Но опять же замечу, что в письме этом, несмотря на слова о любви, слишком много рассудительности и бесстрастия…Проще говоря, рефлексии… Господа, — жалобно прервался Верейский, — долго мне ещё себя насиловать? Тем более что право бросить камень в прелюбодея есть только у безгрешного, но безгрешные не швыряют камни в чужие головы…
— У вас все задатки следователя, Верейский, — похвалил Муромов. — Надо на досуге прочитать этот дневник… Вы заинтересовали меня.
— Ладно, пошли дальше, — великодушно разрешил Голембиовский, — есть что еще сказать?
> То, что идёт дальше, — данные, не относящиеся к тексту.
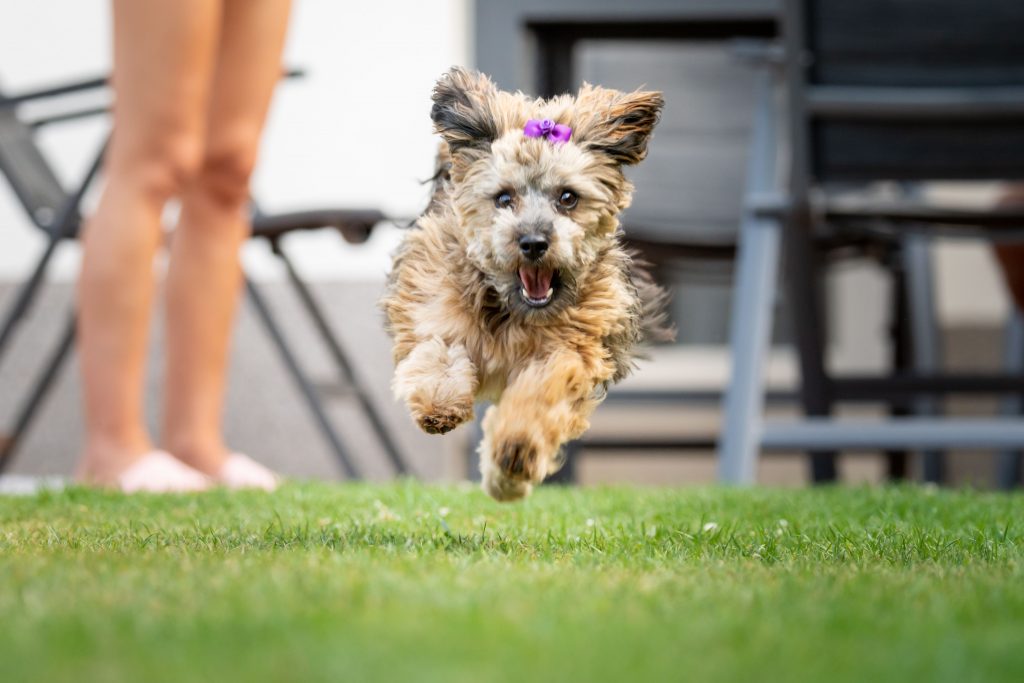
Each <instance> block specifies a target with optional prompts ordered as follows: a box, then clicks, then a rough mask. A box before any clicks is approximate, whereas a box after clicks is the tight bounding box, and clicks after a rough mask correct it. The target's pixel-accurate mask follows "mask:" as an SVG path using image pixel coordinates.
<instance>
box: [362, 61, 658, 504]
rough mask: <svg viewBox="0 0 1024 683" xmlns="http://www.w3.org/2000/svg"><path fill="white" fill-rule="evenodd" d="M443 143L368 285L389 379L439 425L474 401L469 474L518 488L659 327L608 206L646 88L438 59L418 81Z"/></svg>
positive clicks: (646, 104) (613, 379)
mask: <svg viewBox="0 0 1024 683" xmlns="http://www.w3.org/2000/svg"><path fill="white" fill-rule="evenodd" d="M433 102H434V103H433V108H432V110H431V118H432V119H433V122H434V127H435V129H436V131H437V132H438V133H439V134H440V135H441V137H442V138H443V140H444V142H443V144H442V147H441V151H440V154H439V157H438V174H437V177H436V178H435V185H434V193H433V197H432V198H431V201H430V205H429V206H428V208H427V211H426V213H425V214H424V215H423V216H421V217H420V219H419V220H418V221H417V224H416V226H415V227H414V228H413V229H412V230H411V231H410V232H409V234H408V236H407V238H406V240H404V241H403V244H402V245H401V247H400V248H399V250H398V252H397V253H396V254H395V258H394V264H393V268H392V271H391V274H390V278H389V283H388V288H387V292H386V294H385V296H384V299H383V301H382V305H383V308H384V311H385V313H386V316H387V322H388V331H389V332H390V334H391V335H392V336H393V338H394V360H395V364H396V365H395V372H394V381H393V383H392V388H393V390H394V393H395V395H396V396H397V397H398V398H399V399H401V400H403V401H406V403H407V404H408V405H409V409H410V411H411V412H412V416H413V419H414V420H415V421H416V422H417V423H418V424H419V425H420V427H421V428H422V429H423V430H424V431H426V432H428V433H431V434H443V433H445V432H447V431H450V430H452V429H454V428H455V427H457V426H458V425H460V424H462V423H463V422H466V421H467V420H470V419H472V417H473V404H474V402H475V401H476V399H478V398H485V399H492V400H494V401H496V402H495V404H494V405H492V407H490V408H489V409H487V412H486V414H485V415H484V417H483V431H484V438H483V441H482V442H481V444H480V463H481V472H482V475H483V487H484V489H485V490H486V492H487V493H488V494H490V496H493V497H494V498H496V499H498V500H501V501H508V500H513V499H517V498H522V497H523V496H526V495H527V494H528V493H529V492H530V489H531V487H532V485H534V484H536V483H539V482H540V481H542V480H543V479H544V478H545V477H546V476H548V475H549V474H551V473H553V472H555V471H556V470H557V469H558V467H559V466H560V464H561V460H560V447H561V445H562V444H563V443H564V442H566V441H567V440H569V439H571V438H574V437H578V436H580V435H581V434H583V432H584V431H585V430H586V429H587V428H588V427H589V422H588V418H589V417H590V415H591V413H593V411H594V409H595V408H596V407H597V405H598V403H600V402H601V400H602V399H603V398H604V395H605V393H606V390H607V386H608V384H609V383H611V382H615V381H617V380H620V379H622V378H623V377H625V376H626V375H627V374H629V372H630V371H631V370H632V368H633V362H634V358H635V356H636V347H637V344H638V343H639V342H640V341H641V340H642V339H643V338H645V337H648V338H650V337H664V336H671V332H670V331H668V330H666V329H665V328H664V314H663V313H662V307H663V306H662V304H663V303H664V298H665V297H664V293H663V292H662V291H660V290H659V289H658V288H657V287H656V286H655V285H654V284H653V283H652V281H651V280H650V278H649V276H648V275H647V273H646V271H644V270H643V269H641V268H640V267H638V266H637V264H636V263H634V261H633V259H632V258H631V256H630V254H629V253H628V252H627V251H626V250H625V249H624V248H623V246H622V245H621V243H620V234H618V233H620V229H618V214H620V212H622V211H623V209H625V208H626V207H628V206H629V204H630V201H631V197H632V193H633V185H632V184H630V182H629V181H628V180H627V179H626V178H625V176H624V175H623V167H624V166H627V165H632V164H637V163H639V162H640V161H641V160H642V159H643V158H644V157H645V156H646V153H647V140H648V139H649V137H650V133H651V129H652V128H653V127H654V124H655V123H656V122H657V120H658V116H659V115H660V111H662V105H663V98H662V94H660V93H658V92H632V93H623V92H618V91H615V90H609V89H605V88H600V87H595V86H591V85H584V87H583V88H582V89H581V90H580V92H579V93H578V94H577V96H575V97H572V96H570V95H563V96H559V97H553V98H551V99H532V98H529V97H527V96H525V95H523V94H522V93H509V92H503V91H499V90H498V89H497V88H496V87H495V85H494V84H493V83H492V82H490V81H489V79H487V78H486V77H485V76H482V75H480V74H477V73H474V72H470V71H467V70H463V69H453V70H452V71H450V72H449V73H447V74H445V75H444V76H443V77H442V78H441V79H440V80H439V81H438V83H437V85H436V87H435V88H434V92H433Z"/></svg>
Верейский сразу приободрился и, несмотря на то, что вроде все сказал, торопливо продолжил:
— О нём можно говорить вечно. Кстати, сохранилось несколько его замечаний о своих романах. Суворин говорил: «Не раз мне случалось слышать от него, что он считает себя совершенным реалистом, что те преступления, самоубийства и всякие душевные извращения, которые составляют обыкновенную тему его романов, суть постоянное и обыкновенное явление в действительности и что мы только пропускаем их без внимания. В таком убеждении он смело пускался рисовать мрачные картины; никто так далеко не заходил в изображении всяких падений души человеческой. И он достигал своего, то есть успевал давать своим созданиям настолько реальности и объективности, что читатели поражались и увлекались. Так много правды, психологической верности и глубины было в его картинах, что они становились понятными даже для людей, которым сюжеты их были совершенно чужды. Часто мне приходило в голову, что если бы он сам ясно видел, как сильно окрашивает субъективность его картины, то это помешало бы ему писать; если бы он замечал недостаток своего творчества, он не мог бы творить. Таким образом, известная доля самообольщения тут была необходима, как почти у всякого писателя». А Варвара Тимофеева транслирует его мнение о грамматике: «У каждого автора свой собственный слог, и потому своя собственная грамматика… Мне нет никакого дела до чужих правил! Я ставлю запятую перед «что», где она мне нужна; а где я чувствую, что не надо перед «что» ставить запятую, там я не хочу, чтобы мне её ставили!..» Страхов говорил: «Что касается до поспешности и недоделанности своих произведений, то Федор Михайлович очень ясно видел эти недостатки и без всяких околичностей сознавался в них. Мало того; хоть ему и жаль было этих «недовершенных созданий», но он не только не каялся в своей поспешности, а считал её делом необходимым и полезным. Для него главное было подействовать на читателей, заявить свою мысль, произвести впечатление в известную сторону. Важно было не самое произведение, а минута и впечатление, хотя бы и неполное. В этом смысле он был вполне журналист и отступник теории чистого искусства».